Franny miró su espalda, interesada.

-¡No, no me lo has dicho! ¿Va en serio? ¿Qué película?

Zooey, mirando hacia el tejado de macadam de la escuela, contestó:

-Es una larga historia. Un francés que está por aquí oyó el disco que hice con Philippe. Comí con él un día hace dos semanas. Es un verdadero gorrón, pero agradable, y parece ser que está muy de moda ahora -puso un pie en el asiento de la ventana-. No es definitivo, nada es definitivo con estos tipos, pero creo que le tengo medio convencido de hacer una película basada en esa novela de Lenormand. La que te envié.

-¿Sí? ¡Qué emocionante, Zooey! Si te vas, ¿cuándo será?
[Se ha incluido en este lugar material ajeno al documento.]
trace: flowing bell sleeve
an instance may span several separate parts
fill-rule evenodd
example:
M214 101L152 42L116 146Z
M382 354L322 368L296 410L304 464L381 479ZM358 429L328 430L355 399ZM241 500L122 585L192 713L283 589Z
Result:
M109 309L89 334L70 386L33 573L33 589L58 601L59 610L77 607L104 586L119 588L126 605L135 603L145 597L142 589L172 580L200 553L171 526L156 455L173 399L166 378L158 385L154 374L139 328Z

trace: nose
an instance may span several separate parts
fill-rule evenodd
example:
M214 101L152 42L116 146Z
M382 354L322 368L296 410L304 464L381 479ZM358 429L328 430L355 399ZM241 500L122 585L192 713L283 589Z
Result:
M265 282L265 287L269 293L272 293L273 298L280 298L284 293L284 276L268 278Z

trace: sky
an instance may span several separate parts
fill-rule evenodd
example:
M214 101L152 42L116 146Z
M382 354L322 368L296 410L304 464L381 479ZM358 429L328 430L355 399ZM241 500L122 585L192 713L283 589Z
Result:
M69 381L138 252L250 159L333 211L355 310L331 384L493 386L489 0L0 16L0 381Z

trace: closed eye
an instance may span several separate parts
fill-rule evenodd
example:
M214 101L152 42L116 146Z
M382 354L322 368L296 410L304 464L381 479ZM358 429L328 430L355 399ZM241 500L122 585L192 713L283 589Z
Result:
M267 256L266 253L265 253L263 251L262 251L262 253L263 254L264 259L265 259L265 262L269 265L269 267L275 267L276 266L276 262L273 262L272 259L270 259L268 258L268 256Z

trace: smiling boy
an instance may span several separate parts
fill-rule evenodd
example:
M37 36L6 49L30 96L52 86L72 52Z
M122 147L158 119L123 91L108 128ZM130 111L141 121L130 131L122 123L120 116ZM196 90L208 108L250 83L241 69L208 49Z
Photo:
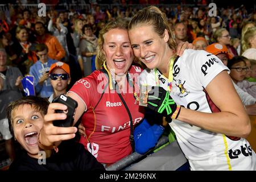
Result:
M48 105L49 102L45 98L28 96L11 103L8 106L7 118L13 129L14 136L26 151L14 160L9 169L104 170L103 166L86 151L82 145L73 140L62 142L59 146L57 153L52 150L40 151L38 136L44 122L44 117L47 111L48 113L54 113L53 110L57 109L61 104L54 103L49 107ZM47 115L48 117L52 117L57 114L59 114ZM42 159L42 154L44 154L44 159ZM42 160L45 160L45 162L40 163Z

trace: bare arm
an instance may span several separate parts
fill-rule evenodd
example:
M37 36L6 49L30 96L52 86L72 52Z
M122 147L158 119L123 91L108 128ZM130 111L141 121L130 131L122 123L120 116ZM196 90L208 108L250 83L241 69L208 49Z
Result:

-No es nada emocionante. Esa es la cuestión. Me gustaría hacerla, sí. Dios, sí. Pero me horroriza marcharme de Nueva York. Por si quieres saberlo, detesto a cualquier clase de individuo supuestamente creativo que se mete en cualquier clase de barco. Me importa un bledo cuáles sean sus razones. Yo he nacido aquí. He ido al colegio aquí. Me han atropellado aquí, dos veces, y en la misma condenada calle. No tengo por qué actuar en Europa, por Dios santo.

Franny contempló pensativamente su camisa blanca. Pero sus labios continuaban pronunciando palabras en silencio.

-¿Por qué vas, entonces? -preguntó-. Si es eso lo que piensas.

-¿Qué por qué voy? -dijo Zooey, sin volverse-. Fundamentalmente porque estoy harto de levantarme furioso por las mañanas y acostarme furioso por las noches. Voy porque emito juicio sobre todos los pobres desgraciados ulcerosos que conozco. Lo cual, en sí mismo, no me preocupa demasiado. Al menos, cuando juzgo lo hago directamente desde el colon, y sé que pagaré ampliamente por cualquier juicio que emita, más tarde o más temprano, de un modo u otro. Eso no me preocupa tanto. Pero hay algo, Dios de mi vida, hay algo quer yo le hago a la moral de la gente, algo que no soporto observar por más tiempo. Puedo explicarte exactamente qué es. Hago que todo el mundo tenga la sensación de que no desea realmente realizar un buen trabajo, sino que se conforma con realizar un trabajo que sea considerado bueno por todos aquellos a quienes conoce: los críticos, los patrocinadores, el público y hasta la maestra de sus niños. Eso es lo que hago. Eso es lo peor que hago -frunció el ceño en dirección al tejado de la escuela; luego se secó el sudor de la frente con las yemas de los dedos. Se volvió hacia Franny bruscamente cuando la oyó decir algo-. ¿Qué? -preguntó-. No te he oído.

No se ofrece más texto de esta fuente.